Votre avez plus de 260 boutiques au Canada, où votre activité est arrivée à maturité. Est-ce que la hausse des transactions en ligne va modifier vos activités en magasin ?

On reste une entreprise de briques et de mortier. Les ventes en ligne ne représentent que 5 % de nos revenus. On a rénové plusieurs de nos magasins et on continue de le faire, à même nos liquidités. Mais il faut rester vigilant. Le commerce au détail, ça change maintenant tous les trois à cinq ans.

C’est pourquoi on est en train de tout refaire notre site transactionnel, et c’est aussi pourquoi on prépare la relève. J’ai 56 ans et j’ai dit à mes enfants que je cesserais de travailler à 60 ans.

Le plus grand danger pour une entreprise de vêtements, c’est d’être dirigée par quelqu’un qui n’est plus près du marché. Victoria’s Secret est dirigé par un homme de 80 ans, même chose pour Le Château ou Laura. La moyenne d’âge de notre clientèle est de 35 ans. C’est pourquoi je me suis entouré de jeunes.

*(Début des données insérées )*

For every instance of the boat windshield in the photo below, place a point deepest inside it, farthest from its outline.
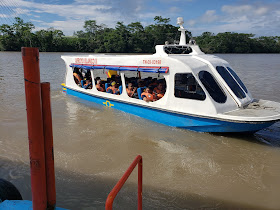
(212, 87)
(177, 49)
(231, 82)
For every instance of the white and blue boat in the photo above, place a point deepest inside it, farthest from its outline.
(201, 92)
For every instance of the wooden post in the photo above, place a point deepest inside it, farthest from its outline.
(30, 57)
(48, 136)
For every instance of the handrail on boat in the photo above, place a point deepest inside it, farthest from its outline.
(110, 199)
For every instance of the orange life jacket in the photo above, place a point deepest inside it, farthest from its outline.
(114, 89)
(130, 92)
(77, 77)
(100, 88)
(149, 96)
(160, 93)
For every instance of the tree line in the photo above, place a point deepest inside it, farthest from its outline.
(131, 38)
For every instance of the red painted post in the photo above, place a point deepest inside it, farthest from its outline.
(30, 57)
(140, 181)
(48, 135)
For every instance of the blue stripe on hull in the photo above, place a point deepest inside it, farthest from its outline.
(174, 119)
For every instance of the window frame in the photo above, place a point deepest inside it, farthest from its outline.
(214, 91)
(186, 84)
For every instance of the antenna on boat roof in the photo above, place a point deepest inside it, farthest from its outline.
(180, 22)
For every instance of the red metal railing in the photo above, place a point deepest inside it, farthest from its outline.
(110, 199)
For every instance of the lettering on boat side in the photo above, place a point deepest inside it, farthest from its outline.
(108, 103)
(86, 60)
(151, 61)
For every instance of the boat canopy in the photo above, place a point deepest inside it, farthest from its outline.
(150, 69)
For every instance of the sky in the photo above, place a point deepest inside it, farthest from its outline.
(260, 17)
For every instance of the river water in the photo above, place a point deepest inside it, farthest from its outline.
(94, 145)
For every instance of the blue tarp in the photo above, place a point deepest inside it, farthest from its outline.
(150, 69)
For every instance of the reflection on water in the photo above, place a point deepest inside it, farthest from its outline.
(94, 145)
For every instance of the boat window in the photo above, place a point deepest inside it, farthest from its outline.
(82, 78)
(212, 87)
(177, 49)
(108, 81)
(186, 86)
(145, 86)
(231, 82)
(237, 79)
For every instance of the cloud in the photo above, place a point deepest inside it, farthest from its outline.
(209, 16)
(260, 18)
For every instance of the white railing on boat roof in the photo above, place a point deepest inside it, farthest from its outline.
(150, 69)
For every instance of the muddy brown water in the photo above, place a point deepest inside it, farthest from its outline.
(94, 145)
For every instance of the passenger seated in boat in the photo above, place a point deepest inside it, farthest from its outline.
(78, 77)
(159, 91)
(113, 89)
(153, 82)
(96, 79)
(148, 95)
(141, 83)
(99, 86)
(87, 82)
(131, 90)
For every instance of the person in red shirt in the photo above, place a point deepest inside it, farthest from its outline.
(113, 89)
(147, 95)
(159, 91)
(99, 86)
(130, 90)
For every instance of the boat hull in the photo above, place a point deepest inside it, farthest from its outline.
(194, 123)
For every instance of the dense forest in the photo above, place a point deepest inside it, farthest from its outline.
(131, 38)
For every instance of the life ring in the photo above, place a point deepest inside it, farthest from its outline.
(8, 191)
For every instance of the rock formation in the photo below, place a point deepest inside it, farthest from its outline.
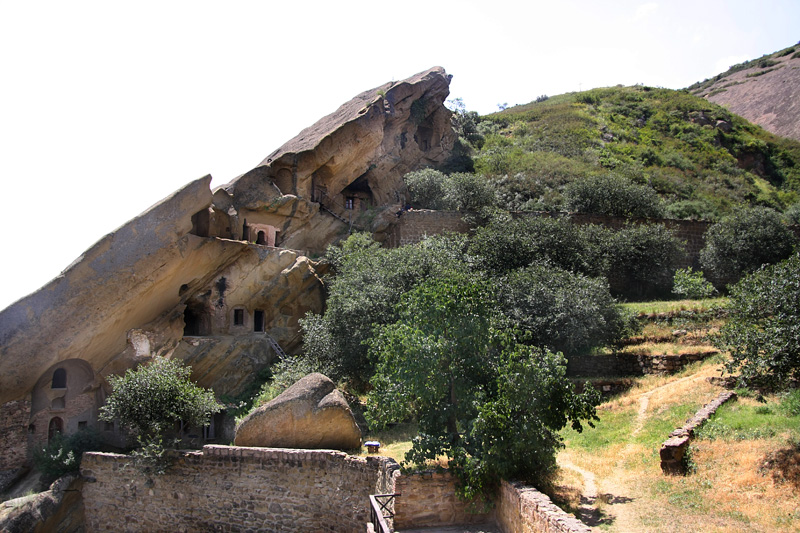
(312, 413)
(219, 279)
(766, 93)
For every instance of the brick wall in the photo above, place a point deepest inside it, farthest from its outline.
(414, 226)
(14, 418)
(428, 499)
(522, 509)
(626, 364)
(226, 488)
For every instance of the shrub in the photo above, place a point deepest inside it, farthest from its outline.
(642, 260)
(612, 195)
(507, 244)
(692, 285)
(763, 329)
(62, 455)
(156, 396)
(561, 311)
(426, 188)
(741, 243)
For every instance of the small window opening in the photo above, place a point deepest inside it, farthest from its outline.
(59, 379)
(56, 427)
(258, 320)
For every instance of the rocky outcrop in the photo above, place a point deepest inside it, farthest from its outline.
(312, 413)
(766, 93)
(215, 278)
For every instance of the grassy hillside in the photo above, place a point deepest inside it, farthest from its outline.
(703, 160)
(764, 91)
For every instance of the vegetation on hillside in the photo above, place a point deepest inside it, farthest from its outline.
(701, 160)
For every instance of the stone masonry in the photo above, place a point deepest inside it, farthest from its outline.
(225, 488)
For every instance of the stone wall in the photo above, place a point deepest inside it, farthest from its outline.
(626, 364)
(522, 509)
(14, 417)
(225, 488)
(414, 226)
(428, 499)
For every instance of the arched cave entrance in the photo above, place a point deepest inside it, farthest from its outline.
(56, 427)
(196, 321)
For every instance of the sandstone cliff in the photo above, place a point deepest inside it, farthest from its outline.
(765, 91)
(215, 278)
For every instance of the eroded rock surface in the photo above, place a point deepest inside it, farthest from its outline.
(217, 278)
(312, 413)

Est-ce que vos enfants sont prêts à prendre la relève ?

On verra. Je travaille pour la prochaine grande croissance du groupe et pour la relève. Mon fils Roméo est présentement président de Bikini Village, et il va venir m’épauler l’an prochain aux opérations de La Vie en Rose. Ma fille Amélia accompagne ma femme comme responsable des achats et ma nièce s’occupe du design.

Ils vont être en mesure de décider s’ils veulent poursuivre le travail lorsque je quitterai les opérations. Chose certaine, on va continuer de les accompagner s’ils décident de poursuivre.

Au sujet de Bikini Village, est-ce que la chaîne répond à vos attentes de rentabilité ?

Oui, on a acheté la chaîne il y a quatre ans et demi lorsqu’elle était en faillite, et cela nous a pris deux ans pour la redresser. Elle comptait 48 magasins et on est rendu maintenant à 65 boutiques à travers le Canada. Il nous reste Terre-Neuve et la Saskatchewan à couvrir.

Une fois qu’on aura 75 boutiques, ce sera le maximum. Bikini Village a besoin d’un bassin de 250 000 personnes pour être rentable, parce qu’on n’y vend que des maillots de bain. Alors que La Vie en Rose peut évoluer dans un marché de 50 000 personnes avec son mix à peu près égal de maillots de bain, de lingerie féminine et de pyjamas.

Avez-vous déjà reçu des offres d’achat pour vos magasins ?

On en reçoit beaucoup, toujours de belles offres. Ça devient distrayant pour rien et je ne m’en occupe même plus, je les transfère directement à notre président du conseil.

On vient d’acheter l’ancienne usine Christie dans Hochelaga-Maisonneuve, où on va déménager notre siège social. On était rendus vraiment à l’étroit.

En juillet, on a déménagé notre entrepôt et ses 85 employés, et les 225 personnes du siège social vont suivre dans les prochains mois. On va avoir plus de place pour mieux planifier.